SMEs are the key to regional economic growth and to creating employment opportunities, particularly for young people who comprise 60% of this continent’s population. If these enterprises do not successfully integrate digital processes and practices into their operations, they will fail.
Governments do not create jobs, they create enabling environments for businesses to thrive and grow and to be the source of employment opportunities. SMEs account for around 60% of all jobs in Africa and contribute on average a whopping 50% to the continent’s GDP. No country in this region can afford for the SME sector to lag and slow economic expansion down.

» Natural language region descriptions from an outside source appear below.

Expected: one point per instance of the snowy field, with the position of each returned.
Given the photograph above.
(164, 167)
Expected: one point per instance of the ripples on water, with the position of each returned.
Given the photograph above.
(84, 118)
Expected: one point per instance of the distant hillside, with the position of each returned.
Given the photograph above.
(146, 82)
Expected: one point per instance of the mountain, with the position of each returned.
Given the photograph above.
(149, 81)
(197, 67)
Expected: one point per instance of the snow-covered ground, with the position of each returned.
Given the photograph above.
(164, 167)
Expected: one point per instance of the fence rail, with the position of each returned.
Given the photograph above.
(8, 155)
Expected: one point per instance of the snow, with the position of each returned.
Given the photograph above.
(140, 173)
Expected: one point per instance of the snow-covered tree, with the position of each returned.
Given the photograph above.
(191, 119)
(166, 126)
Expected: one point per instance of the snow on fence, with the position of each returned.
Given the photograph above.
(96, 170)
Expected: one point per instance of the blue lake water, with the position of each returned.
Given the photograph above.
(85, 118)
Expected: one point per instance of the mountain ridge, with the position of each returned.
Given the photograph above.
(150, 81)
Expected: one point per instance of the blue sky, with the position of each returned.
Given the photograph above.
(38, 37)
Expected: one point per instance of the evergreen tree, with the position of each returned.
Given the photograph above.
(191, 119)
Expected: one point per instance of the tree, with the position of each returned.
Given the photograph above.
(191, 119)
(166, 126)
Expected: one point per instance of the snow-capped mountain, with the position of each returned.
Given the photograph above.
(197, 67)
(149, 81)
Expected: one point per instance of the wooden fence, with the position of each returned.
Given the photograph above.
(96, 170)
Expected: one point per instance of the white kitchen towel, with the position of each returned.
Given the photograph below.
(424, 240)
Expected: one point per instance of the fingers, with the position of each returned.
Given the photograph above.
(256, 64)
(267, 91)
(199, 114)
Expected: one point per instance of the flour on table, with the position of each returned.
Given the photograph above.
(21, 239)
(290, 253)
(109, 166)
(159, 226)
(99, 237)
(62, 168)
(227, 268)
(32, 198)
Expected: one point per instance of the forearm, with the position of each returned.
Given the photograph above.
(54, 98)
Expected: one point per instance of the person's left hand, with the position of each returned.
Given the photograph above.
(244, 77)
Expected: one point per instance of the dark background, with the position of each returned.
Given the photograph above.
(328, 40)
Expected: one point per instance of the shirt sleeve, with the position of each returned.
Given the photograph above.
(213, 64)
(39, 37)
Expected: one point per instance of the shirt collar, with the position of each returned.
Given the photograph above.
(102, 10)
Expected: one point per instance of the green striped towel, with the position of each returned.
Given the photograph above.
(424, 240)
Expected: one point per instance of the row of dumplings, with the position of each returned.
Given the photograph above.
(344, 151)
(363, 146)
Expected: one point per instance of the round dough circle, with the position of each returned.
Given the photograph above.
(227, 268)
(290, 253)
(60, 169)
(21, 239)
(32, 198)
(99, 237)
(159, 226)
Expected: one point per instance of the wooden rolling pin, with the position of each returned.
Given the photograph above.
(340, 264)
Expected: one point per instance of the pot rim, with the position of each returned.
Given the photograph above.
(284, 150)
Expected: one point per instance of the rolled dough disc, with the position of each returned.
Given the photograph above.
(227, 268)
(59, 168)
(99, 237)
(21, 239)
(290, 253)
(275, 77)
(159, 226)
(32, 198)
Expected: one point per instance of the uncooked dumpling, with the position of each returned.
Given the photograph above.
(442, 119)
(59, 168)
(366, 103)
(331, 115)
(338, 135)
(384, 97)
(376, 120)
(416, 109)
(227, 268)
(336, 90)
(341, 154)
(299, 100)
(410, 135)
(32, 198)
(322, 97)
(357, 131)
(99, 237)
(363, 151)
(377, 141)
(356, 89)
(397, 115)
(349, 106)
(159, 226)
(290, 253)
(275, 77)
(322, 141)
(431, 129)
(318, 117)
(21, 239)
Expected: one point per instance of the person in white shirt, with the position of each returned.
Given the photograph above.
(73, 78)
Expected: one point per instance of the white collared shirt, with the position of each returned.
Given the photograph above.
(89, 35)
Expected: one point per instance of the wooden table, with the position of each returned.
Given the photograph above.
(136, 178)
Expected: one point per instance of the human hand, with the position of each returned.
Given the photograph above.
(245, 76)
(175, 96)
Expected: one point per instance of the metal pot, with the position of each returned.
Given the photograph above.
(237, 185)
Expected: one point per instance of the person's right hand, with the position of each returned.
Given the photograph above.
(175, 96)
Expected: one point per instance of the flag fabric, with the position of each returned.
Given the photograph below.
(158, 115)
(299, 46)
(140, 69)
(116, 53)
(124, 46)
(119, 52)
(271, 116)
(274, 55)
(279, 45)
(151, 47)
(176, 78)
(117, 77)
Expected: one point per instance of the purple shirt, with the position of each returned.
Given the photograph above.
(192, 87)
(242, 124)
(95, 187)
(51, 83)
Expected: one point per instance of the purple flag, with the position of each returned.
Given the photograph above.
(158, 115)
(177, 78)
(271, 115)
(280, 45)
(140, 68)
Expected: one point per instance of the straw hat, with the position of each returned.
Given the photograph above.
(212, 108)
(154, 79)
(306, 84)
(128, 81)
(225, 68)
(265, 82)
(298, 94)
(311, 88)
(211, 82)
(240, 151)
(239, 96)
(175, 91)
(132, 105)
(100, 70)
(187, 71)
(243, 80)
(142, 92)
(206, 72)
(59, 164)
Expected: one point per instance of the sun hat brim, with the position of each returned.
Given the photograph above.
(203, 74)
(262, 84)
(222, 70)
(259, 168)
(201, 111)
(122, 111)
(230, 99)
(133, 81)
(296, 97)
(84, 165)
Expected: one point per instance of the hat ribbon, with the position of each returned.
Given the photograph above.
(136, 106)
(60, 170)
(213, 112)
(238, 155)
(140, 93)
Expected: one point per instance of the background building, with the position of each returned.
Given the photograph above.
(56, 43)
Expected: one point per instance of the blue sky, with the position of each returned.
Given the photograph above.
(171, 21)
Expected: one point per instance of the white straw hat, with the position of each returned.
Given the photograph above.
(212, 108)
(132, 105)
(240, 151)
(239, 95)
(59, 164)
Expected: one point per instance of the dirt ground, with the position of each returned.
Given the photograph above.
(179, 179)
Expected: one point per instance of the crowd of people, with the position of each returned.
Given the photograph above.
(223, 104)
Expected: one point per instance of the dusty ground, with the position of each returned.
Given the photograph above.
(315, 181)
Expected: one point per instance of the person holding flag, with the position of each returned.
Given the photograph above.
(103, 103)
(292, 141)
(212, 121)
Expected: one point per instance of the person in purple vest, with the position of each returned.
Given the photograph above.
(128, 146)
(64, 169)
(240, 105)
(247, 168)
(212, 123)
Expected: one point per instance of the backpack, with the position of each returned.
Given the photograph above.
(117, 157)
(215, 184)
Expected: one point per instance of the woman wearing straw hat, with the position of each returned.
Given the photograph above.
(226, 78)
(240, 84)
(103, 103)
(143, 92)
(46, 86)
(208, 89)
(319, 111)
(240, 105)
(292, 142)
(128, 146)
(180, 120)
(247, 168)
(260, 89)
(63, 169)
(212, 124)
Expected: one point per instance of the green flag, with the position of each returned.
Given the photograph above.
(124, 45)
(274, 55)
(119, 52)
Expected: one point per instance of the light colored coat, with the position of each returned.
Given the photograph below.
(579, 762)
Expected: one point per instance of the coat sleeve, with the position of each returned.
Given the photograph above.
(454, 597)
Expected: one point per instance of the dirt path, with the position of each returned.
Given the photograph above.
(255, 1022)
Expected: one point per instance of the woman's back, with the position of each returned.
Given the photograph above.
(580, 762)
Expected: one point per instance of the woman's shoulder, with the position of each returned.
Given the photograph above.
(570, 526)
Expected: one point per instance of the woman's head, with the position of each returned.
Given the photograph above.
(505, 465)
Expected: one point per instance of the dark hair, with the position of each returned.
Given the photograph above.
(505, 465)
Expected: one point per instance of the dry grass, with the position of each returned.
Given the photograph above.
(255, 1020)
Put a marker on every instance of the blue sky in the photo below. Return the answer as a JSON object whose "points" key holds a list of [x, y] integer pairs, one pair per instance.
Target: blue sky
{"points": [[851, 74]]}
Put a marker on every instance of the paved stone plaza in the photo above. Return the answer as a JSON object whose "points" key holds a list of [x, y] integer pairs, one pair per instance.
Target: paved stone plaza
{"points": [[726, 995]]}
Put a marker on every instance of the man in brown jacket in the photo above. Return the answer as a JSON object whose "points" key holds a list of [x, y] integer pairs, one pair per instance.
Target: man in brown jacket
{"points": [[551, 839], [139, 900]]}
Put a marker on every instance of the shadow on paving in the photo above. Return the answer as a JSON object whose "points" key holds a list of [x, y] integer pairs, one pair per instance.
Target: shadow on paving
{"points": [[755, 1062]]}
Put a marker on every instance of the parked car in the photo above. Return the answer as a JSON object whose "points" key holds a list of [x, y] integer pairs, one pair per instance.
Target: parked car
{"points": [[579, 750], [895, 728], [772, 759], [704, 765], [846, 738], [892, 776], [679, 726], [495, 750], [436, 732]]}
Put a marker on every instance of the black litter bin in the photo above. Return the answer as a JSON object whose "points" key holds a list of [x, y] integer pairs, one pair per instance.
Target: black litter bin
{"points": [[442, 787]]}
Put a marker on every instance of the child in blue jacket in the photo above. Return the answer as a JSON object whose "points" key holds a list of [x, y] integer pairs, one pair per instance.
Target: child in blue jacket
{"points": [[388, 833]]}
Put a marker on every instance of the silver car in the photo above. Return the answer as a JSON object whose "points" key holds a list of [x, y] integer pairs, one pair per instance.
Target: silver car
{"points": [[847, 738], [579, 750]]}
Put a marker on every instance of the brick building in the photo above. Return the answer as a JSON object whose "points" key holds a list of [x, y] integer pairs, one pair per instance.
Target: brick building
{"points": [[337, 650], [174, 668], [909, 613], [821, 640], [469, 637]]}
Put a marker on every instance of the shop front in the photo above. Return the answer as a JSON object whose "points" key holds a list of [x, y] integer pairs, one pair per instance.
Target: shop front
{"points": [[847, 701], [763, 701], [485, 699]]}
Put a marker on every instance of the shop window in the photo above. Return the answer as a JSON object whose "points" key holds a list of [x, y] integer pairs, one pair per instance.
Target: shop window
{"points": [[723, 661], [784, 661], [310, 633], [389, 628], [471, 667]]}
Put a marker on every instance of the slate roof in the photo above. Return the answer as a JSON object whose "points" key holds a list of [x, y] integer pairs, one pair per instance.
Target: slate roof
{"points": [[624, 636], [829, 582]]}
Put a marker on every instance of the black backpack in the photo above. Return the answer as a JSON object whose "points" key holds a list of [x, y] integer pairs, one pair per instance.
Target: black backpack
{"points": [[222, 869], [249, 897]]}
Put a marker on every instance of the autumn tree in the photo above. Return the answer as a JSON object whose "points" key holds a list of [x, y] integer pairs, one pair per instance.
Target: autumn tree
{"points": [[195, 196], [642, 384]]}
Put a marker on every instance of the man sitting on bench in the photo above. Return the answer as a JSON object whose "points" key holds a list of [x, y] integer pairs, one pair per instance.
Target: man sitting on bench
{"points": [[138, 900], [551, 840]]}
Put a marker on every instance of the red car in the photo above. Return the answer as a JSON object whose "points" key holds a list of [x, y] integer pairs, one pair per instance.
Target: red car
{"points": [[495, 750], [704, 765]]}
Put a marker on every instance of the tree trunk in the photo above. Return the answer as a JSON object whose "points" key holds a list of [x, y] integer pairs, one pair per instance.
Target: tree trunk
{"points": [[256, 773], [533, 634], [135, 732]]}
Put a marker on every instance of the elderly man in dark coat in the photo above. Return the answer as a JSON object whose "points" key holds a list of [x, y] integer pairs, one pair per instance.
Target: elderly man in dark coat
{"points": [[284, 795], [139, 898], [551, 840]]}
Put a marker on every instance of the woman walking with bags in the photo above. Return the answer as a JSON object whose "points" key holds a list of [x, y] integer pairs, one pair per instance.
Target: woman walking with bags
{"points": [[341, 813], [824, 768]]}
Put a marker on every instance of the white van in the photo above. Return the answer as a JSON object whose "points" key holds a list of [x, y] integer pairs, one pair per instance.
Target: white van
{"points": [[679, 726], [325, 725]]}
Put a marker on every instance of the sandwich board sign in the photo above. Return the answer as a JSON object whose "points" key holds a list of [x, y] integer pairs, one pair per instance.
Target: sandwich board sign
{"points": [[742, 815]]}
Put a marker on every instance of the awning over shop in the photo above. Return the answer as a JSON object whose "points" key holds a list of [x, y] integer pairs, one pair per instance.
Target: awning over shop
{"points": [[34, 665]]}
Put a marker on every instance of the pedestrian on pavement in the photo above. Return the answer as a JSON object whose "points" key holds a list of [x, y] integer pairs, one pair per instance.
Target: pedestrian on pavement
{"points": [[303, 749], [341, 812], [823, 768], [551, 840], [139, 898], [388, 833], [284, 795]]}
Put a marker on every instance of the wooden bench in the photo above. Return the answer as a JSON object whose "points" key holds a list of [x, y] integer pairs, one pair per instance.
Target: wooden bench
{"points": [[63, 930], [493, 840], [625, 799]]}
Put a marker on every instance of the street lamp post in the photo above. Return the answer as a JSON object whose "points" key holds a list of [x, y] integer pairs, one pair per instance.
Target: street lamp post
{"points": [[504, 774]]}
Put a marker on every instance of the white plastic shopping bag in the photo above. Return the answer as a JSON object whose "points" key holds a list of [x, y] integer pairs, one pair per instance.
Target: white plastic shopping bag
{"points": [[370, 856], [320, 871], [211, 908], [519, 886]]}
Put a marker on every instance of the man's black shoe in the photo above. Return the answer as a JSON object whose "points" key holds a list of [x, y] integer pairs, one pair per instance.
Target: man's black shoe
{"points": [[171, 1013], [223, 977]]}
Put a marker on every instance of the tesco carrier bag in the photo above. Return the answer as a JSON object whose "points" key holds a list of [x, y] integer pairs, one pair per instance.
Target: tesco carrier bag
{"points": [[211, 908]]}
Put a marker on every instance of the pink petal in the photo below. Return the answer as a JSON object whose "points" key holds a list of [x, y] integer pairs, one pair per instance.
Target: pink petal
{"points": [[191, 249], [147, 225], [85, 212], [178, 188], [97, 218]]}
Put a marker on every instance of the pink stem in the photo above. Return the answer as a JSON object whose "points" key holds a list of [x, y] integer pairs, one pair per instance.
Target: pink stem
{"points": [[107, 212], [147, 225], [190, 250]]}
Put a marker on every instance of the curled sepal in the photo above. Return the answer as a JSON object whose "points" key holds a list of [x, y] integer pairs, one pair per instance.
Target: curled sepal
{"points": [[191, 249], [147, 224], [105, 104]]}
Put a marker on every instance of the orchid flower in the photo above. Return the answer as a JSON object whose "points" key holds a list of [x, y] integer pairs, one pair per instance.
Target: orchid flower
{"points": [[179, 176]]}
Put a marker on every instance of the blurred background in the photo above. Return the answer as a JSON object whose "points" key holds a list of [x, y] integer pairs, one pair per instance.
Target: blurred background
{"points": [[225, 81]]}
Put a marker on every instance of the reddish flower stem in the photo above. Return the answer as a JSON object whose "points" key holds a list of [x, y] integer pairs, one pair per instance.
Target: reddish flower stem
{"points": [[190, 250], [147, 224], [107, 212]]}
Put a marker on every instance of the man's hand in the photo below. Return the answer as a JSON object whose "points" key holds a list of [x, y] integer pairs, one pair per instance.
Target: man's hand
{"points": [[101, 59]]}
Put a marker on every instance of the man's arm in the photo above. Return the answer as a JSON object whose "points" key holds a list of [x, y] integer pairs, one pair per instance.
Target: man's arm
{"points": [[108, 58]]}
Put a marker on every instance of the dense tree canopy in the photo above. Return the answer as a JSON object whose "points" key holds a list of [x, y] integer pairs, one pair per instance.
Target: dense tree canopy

But if SMEs are the key to economic growth, then digitalisation is the key to the growth and sustainability of SMEs themselves. There remain, however, several barriers to the development of the sector in emerging markets including the uptake of digital technologies. Although globally, around 70% of SMEs have upped their adoption of digital technologies post-Covid-19, in Africa the same statistic does not apply.
Two of the key reasons for the demise of small businesses are a lack of access to markets and a lack of access to finance, with the latter being the most defining factor for success or failure. Without access to finance, companies cannot make capital investments into equipment and premises or purchase raw materials.
In the past, banks dominated the finance landscape via traditional debt financing when it came to SME scaling, but this model is rapidly being replaced by ones that better suit a region which comprises many businesses operating in the informal sector by previously disadvantaged owners who lack digital awareness.
Digitalisation is not just a process that needs to be applied through the operational aspects of an SME, it includes its use for accessing much-needed finance and payment solutions. In a sector which has lived by the adage that ‘cash is king’, digitalisation of financial processes has the advantage of generating data that institutions require to view an SME as a bona fide business with a potential to make more informed credit decisions, which in turn helps bring SMEs into the financial mainstream.
Formalising the SME sector benefits governments in many ways, with increased contributions to a country’s fiscus, creating a more conducive for SMEs by facilitating more opportunities for training around digitalisation is fast becoming non-negotiable.
An SME that is equipped to do business on a global stage, transacting via e-commerce platforms will grow and contribute to their immediate community and the economy is exactly what Africa requires to ensure the sustainable economic growth that it seeks.
The 2021 Mastercard MEA SME Confidence Index is high post-Covid, but with some reservations around the ability of some SMEs to access the means that will allow them to move online. The International Finance Corporation (FIC) estimates that a funding gap of some USD$5.2 trillion exists throughout developing countries and this finance needs to be unlocked.
Among SMEs themselves, 74% are optimistic about their future growth potential, based on remaining competitive through the adoption of digital technology, better data, access to credit and upskilling.
The diversity of needs amongst different countries, different market sectors and different cultures, requires a diversity of responses. Thanks to fintech solutions, SMEs now have access to alternative finance and funding models which are faster and more flexible than traditional ones and which will propel them into a more prosperous future for all.